J.B. pulled a blanket over her, then managed to crawl into his pants. "Come downstairs whenever you're ready. I'll find something for dinner. It just won't involve flax seed."

Zoe smiled at him. "I have a feeling this sort of thing never happened when Aunt Olivia lived here."

"I don't know, Zoe. I've read dozens of your auntie's letters to my granny. She knew the score."

"She didn't-she didn't mention a lover, did she?"

He laughed. "That revived you, the idea of old Olivia having a lover in her youth. No, she didn't say she did or she didn't, but she comes to life in those letters. She knew what went on between my grandparents. She understood the physical attraction."

"Jesse Benjamin swept Posey off her feet, didn't he?" "He did."

"You're a chip off the old block, then. A bad-boy lawman, and you swept me right off my feet."

"You were already lying among your pillows.
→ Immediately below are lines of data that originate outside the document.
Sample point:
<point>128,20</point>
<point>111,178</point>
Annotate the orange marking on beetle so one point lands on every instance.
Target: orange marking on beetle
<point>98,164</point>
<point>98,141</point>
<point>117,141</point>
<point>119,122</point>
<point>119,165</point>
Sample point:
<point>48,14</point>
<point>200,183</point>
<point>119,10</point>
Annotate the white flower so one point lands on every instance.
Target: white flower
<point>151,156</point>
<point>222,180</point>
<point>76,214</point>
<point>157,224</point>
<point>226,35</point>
The rest was easy." He smiled down at her. "And I'm not your evil nemesis."

He left, and Zoe rolled onto her back and stared at the slanted ceiling, but without J.B.'s warm body there next to her, she soon realized it was cold up in the attic. She scrambled into her clothes, her body aching. She'd kayaked, she'd been shot at, she'd been cut and she'd been made love to not once but twice, all in one day.

She glanced around at her tousled pillows and her scrunched-up chenille rug, and she had her doubts if she'd ever be able to write up here again.